Scott Pearson: Learning lessons from charter school restarts

By Scott Pearson | Originially Published by the Michael and Susan Dell Foundation 

This is part of a blog series about one way we can help our nation’s lowest performing schools. In this series, we will introduce the concept of restart and will highlight: Who’s doing it, how it works and, ultimately, does it work. You can find the entire series here.

School districts across the country are asking high-quality charter school operators to restart failing public schools.  In New Orleans, nearly every public school has been relaunched as a charter school. In Tennessee, the new Achievement School District is focusing its attention on a range of school improvement options, including charters, to boost the state’s lowest performers. The charter school model is popular because, as the National Alliance for Public Charter Schools recently reported, increased flexibility in staffing, curriculum, time management, and resources allows charters to bore down on student achievement.

But what about when charter schools themselves aren’t meeting standards? Until recently, the only way to bring accountability to a failing charter school was to close it. While closure rescues students from persistent failure, it also puts them through a disruption that many families don’t welcome.

Now a new option is emerging: charter school restarts. This involves transferring management of an existing charter school to a new board and leadership team. Students can stay in their school if they choose to, while wholesale changes are instituted around them.

As the National Alliance notes, charter school restarts are occurring mainly in cities with a large number of public charter schools. Washington, DC, is one of those cities – 44 percent of our public school students attend charters. The DC Public Charter School Board (DC PCSB) executed three charter restarts in 2013 and 2014, and two more in 2015.  The National Charter School Resource Center recently released a series of videos highlighting a successful restart in DC.

While there is no fixed formula for how to restart a charter school under new management, we are learning lessons that can help other cities considering the same option.

First, while this may seem counterintuitive, it is important the charter school’s board be heavily involved in the restart. As we began to implement restarts in DC, we closely examined a study by Public Impact, “The Role of Charter Restarts in School Reform,” which concluded that a restart is more likely to be successful when the school being closed actively supports and participates in the takeover.


We have implemented this finding vigorously – sometimes to the dismay of the schools that are taking over the closing school. When we close a school, the closing school’s board remains in charge for the entire school year. We allow the current board to select which incoming school will execute the restart (within high-quality parameters set by DC PCSB). And the closing school’s board negotiates the terms of the restart.

We’re often asked why we would allow the board of a school that’s being closed for poor performance to dictate terms to the board of one of our portfolio’s best performers. The simple answer: It works. Our evidence shows that when the board and school leadership of the closing school are more engaged (even to the point of being overbearing), the restart is more successful.

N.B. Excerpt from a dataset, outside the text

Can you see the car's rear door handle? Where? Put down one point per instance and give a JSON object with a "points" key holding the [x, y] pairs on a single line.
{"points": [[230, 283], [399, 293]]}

The second lesson we’ve learned is that the new board should bring its best resources to bear on the effort. This includes putting an experienced principal in charge of the school, rather than bringing in a freshly minted principal, and “flooding the zone” with staff and resources rather than relying on the same per-pupil expenditures as their other schools. The restarting school and its students have been struggling; they need an extra push to pick up momentum.

Third, schools attempting to execute a turnover should focus solely on the restart rather than undertaking new programming challenges. One school involved in a DC restart was making its first effort at operating more than one site and managing a grade span it had never managed before. These extra challenges made the basic restart effort even more difficult. It’s best to stay focused on a single mission and accomplish that before moving on to others.

Finally, in Washington, DC, we’re running up against a limitation that is holding back restarts elsewhere – namely, it’s difficult to find great charter operators who want to take on restarts. The restart process is hard – much harder than the typical strategy of building a school’s culture one grade at a time. Many of the best charter schools achieved success by following a specific playbook, and restarts aren’t in it.

Faced with this constraint, we have turned to an unlikely ally – our city’s high-performing traditional public school system. This school year, DC Public Schools tried their hand at restarting two schools we closed. One – Hospitality High – was folded into a larger campus while retaining the school’s signature vocational program. The other school closed for fiscal, rather than academic, reasons. Taking over a school that was not already struggling academically will hopefully be a less daunting challenge.

While still new, charter school restarts offer a promising way to ensure accountability while minimizing disruptions to students. By keeping the closing school’s board involved, flooding the zone with resources, and avoiding unnecessary distractions, we’re learning how to implement restarts successfully. We hope more high-quality charter school operators will tackle this challenge with us.  Public Impact released the School Restart Authorization Process Guide, which offers practical and step-by-step guidance about designing and refining a process for implementing a restart that all authorizers, school operators and support organizations should read.


Scott Pearson is the Executive Director of the DC Public Charter School Board.  The Board is responsible for academic achievement for the 115 public charter schools in Washington, DC.